Recently, Larrabee and I saw Wicked in San Jose. In preparation, of course, we had to re-watch The Wizard of Oz, which he didn’t remember at all. I told him that now that he’d seen it, he’d probably come across references to it all over the place.
And he did. The next day, he started reading The First Rule of Punk by Celia C. Pérez. In the first chapter, twelve-year-old Malú makes a zine called “There Is No Place Like Home.”
The First Rule of Punk is a charming coming-of-age story about a 12-year-old half Mexican girl who likes punk rock and zines. She doesn’t want to move with her professor mom from Florida to Chicago.

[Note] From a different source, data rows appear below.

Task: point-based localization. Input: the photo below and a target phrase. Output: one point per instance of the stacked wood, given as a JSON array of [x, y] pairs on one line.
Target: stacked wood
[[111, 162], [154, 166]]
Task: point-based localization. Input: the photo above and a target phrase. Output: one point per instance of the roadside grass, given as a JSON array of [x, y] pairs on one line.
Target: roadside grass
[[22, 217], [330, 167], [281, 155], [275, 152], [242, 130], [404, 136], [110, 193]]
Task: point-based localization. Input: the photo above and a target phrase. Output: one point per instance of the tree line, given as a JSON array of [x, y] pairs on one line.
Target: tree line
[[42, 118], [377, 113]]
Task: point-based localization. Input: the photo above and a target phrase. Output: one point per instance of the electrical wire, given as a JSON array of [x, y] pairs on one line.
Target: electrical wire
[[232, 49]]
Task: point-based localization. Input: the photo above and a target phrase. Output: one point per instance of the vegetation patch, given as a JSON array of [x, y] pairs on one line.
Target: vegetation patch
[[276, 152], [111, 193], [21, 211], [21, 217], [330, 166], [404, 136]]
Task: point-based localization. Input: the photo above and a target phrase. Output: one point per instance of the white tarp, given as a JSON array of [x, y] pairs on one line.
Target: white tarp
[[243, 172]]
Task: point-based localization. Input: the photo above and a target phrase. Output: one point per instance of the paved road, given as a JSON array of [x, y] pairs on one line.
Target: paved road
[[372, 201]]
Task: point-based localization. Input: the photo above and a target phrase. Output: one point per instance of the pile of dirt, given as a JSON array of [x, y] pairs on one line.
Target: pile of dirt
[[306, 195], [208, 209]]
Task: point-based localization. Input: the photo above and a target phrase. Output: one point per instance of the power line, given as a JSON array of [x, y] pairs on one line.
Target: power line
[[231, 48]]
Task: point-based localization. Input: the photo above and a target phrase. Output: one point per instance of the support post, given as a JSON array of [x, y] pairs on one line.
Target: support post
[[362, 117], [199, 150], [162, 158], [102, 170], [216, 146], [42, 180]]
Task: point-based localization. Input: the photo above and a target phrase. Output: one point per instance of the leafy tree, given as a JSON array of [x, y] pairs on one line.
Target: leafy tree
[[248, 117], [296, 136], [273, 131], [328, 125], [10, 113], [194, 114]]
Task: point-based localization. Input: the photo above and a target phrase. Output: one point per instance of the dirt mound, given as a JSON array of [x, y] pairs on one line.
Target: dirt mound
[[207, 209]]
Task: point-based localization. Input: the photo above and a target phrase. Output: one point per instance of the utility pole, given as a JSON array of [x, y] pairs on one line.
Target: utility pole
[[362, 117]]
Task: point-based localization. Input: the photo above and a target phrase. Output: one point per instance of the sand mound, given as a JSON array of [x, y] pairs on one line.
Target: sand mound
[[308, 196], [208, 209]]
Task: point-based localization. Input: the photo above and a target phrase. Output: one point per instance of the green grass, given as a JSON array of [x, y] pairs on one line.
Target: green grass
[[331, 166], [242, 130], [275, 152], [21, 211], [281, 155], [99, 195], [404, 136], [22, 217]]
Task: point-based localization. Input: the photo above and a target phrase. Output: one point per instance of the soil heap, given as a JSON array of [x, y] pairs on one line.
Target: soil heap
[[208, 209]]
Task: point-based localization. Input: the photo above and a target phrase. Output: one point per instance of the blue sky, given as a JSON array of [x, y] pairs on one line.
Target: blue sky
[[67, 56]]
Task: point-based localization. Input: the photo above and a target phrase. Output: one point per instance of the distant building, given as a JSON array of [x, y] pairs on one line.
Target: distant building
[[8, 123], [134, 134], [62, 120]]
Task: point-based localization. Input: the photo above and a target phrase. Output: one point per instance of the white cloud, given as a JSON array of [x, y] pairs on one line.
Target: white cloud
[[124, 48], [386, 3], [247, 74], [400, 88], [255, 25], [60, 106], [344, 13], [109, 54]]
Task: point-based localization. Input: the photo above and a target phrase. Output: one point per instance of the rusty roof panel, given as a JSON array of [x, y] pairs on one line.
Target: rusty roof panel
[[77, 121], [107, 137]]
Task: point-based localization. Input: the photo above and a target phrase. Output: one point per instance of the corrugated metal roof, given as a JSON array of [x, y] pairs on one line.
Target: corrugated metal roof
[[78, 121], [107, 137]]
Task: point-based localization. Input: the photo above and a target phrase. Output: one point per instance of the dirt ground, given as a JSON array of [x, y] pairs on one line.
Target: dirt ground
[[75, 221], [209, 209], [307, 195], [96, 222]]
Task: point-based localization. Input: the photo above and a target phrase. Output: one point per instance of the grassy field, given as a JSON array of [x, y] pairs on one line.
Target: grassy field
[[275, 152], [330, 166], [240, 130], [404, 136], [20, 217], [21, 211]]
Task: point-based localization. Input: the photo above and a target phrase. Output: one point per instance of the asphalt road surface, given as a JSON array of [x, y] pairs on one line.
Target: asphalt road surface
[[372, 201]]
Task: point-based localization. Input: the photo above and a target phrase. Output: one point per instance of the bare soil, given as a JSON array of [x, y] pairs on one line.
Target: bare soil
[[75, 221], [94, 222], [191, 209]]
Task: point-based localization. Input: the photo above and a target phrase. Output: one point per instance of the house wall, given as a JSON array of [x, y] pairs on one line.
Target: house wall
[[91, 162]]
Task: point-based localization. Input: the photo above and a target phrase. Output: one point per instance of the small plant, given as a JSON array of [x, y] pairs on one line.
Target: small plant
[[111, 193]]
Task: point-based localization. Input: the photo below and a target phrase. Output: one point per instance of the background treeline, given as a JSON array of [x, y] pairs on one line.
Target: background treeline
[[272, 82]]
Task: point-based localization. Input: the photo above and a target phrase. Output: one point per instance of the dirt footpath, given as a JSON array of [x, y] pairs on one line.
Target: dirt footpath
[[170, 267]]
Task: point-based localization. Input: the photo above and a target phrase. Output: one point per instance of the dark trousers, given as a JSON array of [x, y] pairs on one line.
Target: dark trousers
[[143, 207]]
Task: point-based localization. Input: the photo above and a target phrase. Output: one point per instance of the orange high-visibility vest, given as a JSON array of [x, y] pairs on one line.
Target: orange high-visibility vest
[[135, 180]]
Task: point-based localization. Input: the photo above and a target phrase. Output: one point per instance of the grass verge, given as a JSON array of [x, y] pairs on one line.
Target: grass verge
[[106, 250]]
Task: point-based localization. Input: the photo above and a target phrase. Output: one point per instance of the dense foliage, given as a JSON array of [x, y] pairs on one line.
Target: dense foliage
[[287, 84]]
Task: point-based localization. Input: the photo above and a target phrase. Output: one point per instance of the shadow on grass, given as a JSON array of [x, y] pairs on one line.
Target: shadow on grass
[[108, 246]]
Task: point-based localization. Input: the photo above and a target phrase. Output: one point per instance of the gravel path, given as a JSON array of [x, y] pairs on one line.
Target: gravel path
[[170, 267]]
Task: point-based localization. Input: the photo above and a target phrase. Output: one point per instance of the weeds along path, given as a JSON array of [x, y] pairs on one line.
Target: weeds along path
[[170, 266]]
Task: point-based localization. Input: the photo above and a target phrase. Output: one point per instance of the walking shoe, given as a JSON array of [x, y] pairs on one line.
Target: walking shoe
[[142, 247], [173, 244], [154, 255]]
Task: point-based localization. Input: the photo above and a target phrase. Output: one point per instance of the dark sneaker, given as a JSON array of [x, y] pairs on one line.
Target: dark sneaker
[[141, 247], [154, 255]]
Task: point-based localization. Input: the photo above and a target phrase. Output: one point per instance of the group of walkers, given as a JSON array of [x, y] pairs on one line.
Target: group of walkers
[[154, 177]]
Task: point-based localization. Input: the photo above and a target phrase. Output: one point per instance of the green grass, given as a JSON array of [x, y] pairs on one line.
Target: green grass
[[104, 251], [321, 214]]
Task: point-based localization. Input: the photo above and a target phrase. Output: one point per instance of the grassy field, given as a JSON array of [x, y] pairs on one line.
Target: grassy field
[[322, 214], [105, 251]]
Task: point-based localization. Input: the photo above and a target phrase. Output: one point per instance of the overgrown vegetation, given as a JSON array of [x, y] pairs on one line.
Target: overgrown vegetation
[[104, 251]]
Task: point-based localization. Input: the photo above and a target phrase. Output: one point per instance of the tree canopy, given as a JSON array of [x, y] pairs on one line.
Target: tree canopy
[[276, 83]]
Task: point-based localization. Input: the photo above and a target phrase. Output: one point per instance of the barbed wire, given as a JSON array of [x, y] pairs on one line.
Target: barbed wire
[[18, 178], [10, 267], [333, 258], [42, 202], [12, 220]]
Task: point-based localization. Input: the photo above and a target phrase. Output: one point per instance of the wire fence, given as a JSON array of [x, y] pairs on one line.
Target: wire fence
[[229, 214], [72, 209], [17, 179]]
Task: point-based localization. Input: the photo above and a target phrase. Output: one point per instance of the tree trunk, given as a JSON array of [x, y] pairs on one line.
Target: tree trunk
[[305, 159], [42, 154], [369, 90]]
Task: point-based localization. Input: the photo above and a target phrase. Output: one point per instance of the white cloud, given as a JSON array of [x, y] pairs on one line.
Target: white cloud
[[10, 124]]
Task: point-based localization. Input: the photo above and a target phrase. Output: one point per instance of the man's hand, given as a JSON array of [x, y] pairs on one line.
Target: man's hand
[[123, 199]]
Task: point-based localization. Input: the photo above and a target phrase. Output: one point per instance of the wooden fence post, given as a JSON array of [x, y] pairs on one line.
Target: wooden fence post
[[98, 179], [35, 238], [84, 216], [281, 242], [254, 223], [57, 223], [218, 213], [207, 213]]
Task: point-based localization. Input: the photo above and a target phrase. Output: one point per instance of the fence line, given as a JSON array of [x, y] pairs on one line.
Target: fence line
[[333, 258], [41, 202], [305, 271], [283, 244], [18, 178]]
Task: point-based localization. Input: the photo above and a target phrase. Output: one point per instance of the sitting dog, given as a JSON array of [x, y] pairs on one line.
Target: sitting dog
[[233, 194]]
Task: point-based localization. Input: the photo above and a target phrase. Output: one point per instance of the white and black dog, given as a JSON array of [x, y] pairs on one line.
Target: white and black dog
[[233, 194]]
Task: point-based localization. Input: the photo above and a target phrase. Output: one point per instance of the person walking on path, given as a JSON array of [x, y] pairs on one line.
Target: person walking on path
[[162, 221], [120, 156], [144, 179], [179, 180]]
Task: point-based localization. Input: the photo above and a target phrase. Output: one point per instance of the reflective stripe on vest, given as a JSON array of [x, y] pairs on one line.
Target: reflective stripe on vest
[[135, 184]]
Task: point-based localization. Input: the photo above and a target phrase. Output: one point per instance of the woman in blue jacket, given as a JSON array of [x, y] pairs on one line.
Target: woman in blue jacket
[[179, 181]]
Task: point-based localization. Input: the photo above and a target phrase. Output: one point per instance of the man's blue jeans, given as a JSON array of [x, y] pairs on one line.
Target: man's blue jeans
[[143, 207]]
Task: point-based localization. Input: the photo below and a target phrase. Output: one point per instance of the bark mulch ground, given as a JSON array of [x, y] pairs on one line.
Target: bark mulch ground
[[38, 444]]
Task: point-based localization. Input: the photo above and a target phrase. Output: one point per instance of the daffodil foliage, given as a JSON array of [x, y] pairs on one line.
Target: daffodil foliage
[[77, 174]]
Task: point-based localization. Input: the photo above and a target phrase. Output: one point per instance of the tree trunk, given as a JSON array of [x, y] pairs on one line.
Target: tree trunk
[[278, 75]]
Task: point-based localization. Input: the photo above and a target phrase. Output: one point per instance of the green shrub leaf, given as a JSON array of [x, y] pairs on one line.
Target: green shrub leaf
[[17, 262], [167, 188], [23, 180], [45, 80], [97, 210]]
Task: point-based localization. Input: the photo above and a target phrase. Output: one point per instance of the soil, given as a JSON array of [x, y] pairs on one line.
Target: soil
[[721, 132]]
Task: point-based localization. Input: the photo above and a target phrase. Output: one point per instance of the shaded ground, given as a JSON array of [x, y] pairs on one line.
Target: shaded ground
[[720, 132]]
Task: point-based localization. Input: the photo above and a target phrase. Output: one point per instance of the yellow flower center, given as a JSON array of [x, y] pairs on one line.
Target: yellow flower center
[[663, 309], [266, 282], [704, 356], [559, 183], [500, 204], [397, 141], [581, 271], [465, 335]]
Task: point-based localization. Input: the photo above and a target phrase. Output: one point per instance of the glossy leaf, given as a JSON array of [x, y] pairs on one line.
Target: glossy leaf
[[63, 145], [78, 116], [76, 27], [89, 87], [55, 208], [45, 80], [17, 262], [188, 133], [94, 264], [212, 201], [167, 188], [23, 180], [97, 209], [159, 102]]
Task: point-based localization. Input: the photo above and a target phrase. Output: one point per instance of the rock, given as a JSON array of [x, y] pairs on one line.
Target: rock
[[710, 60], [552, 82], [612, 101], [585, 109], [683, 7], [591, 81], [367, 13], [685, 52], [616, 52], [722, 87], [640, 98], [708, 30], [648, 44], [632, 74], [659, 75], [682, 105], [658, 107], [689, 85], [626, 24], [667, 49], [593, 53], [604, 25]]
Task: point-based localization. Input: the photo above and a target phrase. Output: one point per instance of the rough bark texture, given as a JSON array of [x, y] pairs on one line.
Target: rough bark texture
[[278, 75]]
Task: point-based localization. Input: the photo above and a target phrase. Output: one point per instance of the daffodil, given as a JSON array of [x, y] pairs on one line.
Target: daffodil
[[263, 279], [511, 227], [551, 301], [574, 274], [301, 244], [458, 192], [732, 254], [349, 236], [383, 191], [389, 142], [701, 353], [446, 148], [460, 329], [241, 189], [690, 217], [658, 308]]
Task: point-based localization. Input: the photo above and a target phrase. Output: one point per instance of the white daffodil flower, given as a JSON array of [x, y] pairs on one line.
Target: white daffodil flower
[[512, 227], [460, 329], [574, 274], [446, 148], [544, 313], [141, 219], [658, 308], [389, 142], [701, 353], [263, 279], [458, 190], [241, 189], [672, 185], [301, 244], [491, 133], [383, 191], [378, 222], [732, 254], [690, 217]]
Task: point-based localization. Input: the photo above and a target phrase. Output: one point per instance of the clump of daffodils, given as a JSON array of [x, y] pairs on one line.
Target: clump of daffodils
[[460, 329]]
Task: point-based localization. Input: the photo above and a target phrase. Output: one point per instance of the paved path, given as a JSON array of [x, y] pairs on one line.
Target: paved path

And she definitely doesn’t want to dress like una señorita.
But somehow, over the course of the first couple of months of middle school, Malú finds her own “Yellow-Brick-Road posse” and figures out how to be true to all the parts of herself.
In addition to Wizard of Oz references, the book is full of Malú’s creative zines (and includes instructions for making your own), and it’s a lot of fun.
Arlo Finch in the Valley of Fire by John August is a fantasy adventure with plenty of action and lots of mystery.
Twelve-year-old Arlo Finch has just moved with his mom and older sister to live with his uncle in a tiny Colorado town. In an effort to fit in, he joins a scouting organization called the Rangers. He expects that he’ll learn to tie knots and navigate using a compass–and he does. But the Rangers also practice unusual skills that involve harnessing the magical energy of the nearby Long Woods.
Soon, Arlo receives a mysterious warning that he’s in danger. He’ll need all his new skills and the help of his new friends from Blue Patrol to stay one step ahead of the supernatural forces that are after him.
Arlo Finch in the Valley of Fire is the first in a planned trilogy. Larrabee and I both enjoyed it. We just borrowed the second one, Arlo Finch in the Lake of the Moon, from the library.
And if you’re curious about how the book came to be, John August has recorded an interesting podcast (Launch) about the whole process from writing to printing.